Feb 27 17:50:44 sentinel kernel: i810_audio: AC'97 codec 0, new EID

value = 0x05c6

Feb 27 17:50:44 sentinel kernel: i810_audio: AC'97 codec 0, DAC map

configured, total channels = 6

Feb 27 17:50:44 sentinel kernel: i810_audio: setting clocking to 48648

В общем, играет только в 48Khz, и без возможности регулирования

громкости.

У кого-нибудь подобный набортный nforce2 звук заработал? через

oss/alsa/nforce драйвера от nvidia? Ставил драйвера от нвидиа, модуль

nvsound работает, но тоже без возможности регулирования громкости?

Как быть? (кроме смены звуковой  :Smile: 

----------

## fank

делаешь так:

 - убиваешь нафиг все эти nforce-audio придлуды;

 - лезешь в ядро и вырубаешь там все, кроме самой поддержки звука (должен скомпилиться модуль soundcore.[k]o)

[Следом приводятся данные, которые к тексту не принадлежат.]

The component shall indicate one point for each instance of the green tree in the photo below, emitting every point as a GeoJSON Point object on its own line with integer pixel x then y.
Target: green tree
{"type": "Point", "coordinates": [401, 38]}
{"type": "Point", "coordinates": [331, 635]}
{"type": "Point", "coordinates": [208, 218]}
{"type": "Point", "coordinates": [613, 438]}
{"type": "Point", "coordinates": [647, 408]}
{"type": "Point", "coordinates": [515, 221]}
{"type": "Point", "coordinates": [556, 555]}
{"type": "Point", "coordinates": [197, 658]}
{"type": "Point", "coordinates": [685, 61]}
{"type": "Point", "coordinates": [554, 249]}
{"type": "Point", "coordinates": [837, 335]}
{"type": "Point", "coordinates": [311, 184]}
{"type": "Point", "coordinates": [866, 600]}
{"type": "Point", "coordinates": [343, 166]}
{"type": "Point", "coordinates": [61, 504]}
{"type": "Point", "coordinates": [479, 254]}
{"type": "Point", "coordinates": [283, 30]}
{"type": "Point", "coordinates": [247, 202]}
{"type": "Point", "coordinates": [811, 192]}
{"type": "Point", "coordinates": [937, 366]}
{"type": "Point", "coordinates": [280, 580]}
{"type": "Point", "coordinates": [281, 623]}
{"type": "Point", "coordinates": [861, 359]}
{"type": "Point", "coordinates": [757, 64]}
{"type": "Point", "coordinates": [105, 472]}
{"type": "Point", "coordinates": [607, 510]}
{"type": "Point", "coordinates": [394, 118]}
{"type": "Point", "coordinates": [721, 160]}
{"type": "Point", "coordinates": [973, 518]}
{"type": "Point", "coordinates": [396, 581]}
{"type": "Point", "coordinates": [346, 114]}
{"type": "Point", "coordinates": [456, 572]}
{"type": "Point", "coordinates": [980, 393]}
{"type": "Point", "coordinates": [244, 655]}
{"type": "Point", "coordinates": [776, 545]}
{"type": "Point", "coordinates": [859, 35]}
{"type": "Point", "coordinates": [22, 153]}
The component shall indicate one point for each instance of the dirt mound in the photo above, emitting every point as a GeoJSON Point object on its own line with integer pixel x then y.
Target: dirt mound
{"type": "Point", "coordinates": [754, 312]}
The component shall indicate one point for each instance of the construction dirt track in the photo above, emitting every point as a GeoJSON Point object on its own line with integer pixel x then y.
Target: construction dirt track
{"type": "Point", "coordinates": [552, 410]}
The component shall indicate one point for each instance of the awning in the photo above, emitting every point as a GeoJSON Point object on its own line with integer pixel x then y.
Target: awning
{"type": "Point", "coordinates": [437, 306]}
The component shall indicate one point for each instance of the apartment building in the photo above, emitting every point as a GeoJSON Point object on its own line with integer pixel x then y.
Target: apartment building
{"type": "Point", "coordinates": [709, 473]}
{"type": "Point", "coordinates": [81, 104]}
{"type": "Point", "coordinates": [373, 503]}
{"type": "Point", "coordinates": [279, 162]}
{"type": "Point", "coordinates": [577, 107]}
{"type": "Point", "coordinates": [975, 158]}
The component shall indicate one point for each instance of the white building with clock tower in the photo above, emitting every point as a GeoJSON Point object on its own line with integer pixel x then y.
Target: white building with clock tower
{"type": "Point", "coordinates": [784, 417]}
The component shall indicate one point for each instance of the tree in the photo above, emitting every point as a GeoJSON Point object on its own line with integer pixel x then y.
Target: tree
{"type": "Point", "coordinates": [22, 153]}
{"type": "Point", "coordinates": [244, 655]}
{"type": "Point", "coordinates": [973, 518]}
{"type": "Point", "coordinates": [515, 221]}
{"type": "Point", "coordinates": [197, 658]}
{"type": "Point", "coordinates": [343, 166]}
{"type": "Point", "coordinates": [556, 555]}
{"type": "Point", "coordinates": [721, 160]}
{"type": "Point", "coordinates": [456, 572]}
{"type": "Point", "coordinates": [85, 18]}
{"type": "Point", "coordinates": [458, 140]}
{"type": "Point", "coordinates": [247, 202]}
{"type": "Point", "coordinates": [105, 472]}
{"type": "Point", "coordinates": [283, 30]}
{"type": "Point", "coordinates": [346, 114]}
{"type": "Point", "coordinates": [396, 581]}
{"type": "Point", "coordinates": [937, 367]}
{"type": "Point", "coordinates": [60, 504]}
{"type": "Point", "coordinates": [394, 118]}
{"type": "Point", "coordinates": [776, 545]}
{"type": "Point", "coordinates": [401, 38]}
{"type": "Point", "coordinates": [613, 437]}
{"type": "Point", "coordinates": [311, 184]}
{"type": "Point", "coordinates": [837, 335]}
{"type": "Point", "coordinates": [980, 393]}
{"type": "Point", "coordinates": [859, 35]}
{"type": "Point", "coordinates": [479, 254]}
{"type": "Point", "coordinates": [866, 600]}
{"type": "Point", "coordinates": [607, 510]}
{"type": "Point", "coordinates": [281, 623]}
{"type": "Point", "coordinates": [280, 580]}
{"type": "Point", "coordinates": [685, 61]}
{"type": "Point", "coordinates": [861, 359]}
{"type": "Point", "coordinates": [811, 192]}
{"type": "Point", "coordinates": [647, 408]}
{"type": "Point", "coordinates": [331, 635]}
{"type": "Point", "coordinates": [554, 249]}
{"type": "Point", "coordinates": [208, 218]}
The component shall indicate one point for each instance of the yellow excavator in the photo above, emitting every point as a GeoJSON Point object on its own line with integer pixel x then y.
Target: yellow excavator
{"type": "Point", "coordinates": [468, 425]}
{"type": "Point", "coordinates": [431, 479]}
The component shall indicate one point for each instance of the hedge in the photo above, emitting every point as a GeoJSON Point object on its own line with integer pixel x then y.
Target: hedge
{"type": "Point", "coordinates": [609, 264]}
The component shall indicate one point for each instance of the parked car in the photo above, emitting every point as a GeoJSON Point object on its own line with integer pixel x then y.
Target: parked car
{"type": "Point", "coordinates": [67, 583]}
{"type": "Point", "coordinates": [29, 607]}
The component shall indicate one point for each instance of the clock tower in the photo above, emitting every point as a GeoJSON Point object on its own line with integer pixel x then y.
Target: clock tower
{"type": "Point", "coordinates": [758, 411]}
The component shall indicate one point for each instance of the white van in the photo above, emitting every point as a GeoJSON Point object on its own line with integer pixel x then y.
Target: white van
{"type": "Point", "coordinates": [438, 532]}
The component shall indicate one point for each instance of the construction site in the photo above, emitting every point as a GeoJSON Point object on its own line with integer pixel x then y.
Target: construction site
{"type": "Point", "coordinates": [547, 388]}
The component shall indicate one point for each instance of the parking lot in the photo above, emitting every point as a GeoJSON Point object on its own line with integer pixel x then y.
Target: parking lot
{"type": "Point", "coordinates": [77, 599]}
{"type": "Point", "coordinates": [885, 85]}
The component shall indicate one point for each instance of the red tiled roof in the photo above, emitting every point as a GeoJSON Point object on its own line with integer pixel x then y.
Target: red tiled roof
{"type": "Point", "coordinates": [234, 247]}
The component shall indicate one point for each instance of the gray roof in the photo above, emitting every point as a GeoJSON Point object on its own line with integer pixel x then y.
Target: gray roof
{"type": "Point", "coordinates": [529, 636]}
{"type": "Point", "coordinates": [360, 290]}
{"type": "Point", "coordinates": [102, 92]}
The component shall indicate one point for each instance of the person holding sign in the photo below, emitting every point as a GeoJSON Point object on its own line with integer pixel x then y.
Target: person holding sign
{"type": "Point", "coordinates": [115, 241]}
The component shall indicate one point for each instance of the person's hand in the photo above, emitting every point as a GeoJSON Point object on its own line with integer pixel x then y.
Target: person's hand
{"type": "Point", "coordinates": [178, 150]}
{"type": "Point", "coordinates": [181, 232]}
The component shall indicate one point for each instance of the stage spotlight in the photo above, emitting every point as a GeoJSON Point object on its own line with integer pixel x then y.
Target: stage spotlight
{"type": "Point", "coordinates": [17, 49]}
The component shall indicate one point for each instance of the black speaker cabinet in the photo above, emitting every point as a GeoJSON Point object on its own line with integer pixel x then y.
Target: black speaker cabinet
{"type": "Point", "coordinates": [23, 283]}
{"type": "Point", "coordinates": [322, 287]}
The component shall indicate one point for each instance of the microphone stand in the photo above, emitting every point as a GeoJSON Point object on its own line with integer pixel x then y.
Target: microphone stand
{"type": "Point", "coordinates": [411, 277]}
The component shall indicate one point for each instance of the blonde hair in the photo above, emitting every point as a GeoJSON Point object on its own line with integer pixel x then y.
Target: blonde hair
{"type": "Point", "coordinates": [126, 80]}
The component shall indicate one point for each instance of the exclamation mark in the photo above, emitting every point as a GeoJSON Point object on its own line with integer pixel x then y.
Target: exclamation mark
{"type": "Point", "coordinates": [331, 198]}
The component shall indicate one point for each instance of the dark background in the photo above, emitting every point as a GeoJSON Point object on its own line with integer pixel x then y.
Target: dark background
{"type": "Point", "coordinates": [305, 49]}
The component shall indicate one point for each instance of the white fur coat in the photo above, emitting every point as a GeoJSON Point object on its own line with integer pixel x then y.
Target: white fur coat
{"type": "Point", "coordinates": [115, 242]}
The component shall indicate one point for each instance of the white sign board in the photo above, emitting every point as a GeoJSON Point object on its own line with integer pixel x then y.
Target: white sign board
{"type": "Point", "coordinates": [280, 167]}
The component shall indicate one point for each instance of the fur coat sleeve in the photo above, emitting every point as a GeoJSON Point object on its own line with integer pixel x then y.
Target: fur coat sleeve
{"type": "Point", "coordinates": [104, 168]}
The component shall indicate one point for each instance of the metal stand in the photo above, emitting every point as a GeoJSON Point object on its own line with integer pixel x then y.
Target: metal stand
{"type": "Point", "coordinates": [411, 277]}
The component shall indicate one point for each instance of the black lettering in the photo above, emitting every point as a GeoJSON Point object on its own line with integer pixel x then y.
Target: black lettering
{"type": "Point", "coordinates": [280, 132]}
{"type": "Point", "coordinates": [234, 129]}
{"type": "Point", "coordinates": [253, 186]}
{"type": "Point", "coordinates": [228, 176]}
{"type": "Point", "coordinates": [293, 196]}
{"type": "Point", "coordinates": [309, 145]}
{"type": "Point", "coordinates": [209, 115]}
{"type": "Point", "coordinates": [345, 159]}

 - компилишь ядро, потом в make.conf прописываешь 

```
 ALSA_CARDS="i8x0"
```

 - собираешь альсу

 - радуешься  :Smile: 

----------

## danzz

В общем, регулирование громкости у меня так и не заработало, даже с alsa, пробовал и в ядро и в модули компилировать драйвера.  

Ни aumix, ни alsamixer не дают менять громкость у PCM (т.е. даже бегунок не передигается), только mute/unmute. 

0000:00:06.0 Multimedia audio controller: nVidia Corporation nForce2 AC97 Audio Controler (MCP) (rev a1) 

0000:00:06.0 Class 0401: 10de:006a (rev a1) 

Когда в ядро вкомпилировал alsa, в логе было: 

Mar  1 03:36:54 localhost kernel: ACPI: PCI interrupt 0000:00:06.0[A] -> GSI 21 (level, high) -> IRQ 21 

Mar  1 03:36:54 localhost kernel: PCI: Setting latency timer of device 0000:00:06.0 to 64 

Mar  1 03:36:54 localhost kernel: intel8x0_measure_ac97_clock: measured 49368 usecs 

Mar  1 03:36:54 localhost kernel: intel8x0: clocking to 47393 

Видимо от платы ещё такое зависит...

Но в любом случае спасибо за ответ.

----------

## fank

у меня 8RDA3+

насчёт громкости PCM не знаю, тоже поимел проблем с настройкой регуляции

так что проверить наверняка можно так

поставь какой-нить сервер звука, esd или arts, там должно заработать

некоторые проги просто сами не умеют использовать программное микширование для альсы, насколько я понял...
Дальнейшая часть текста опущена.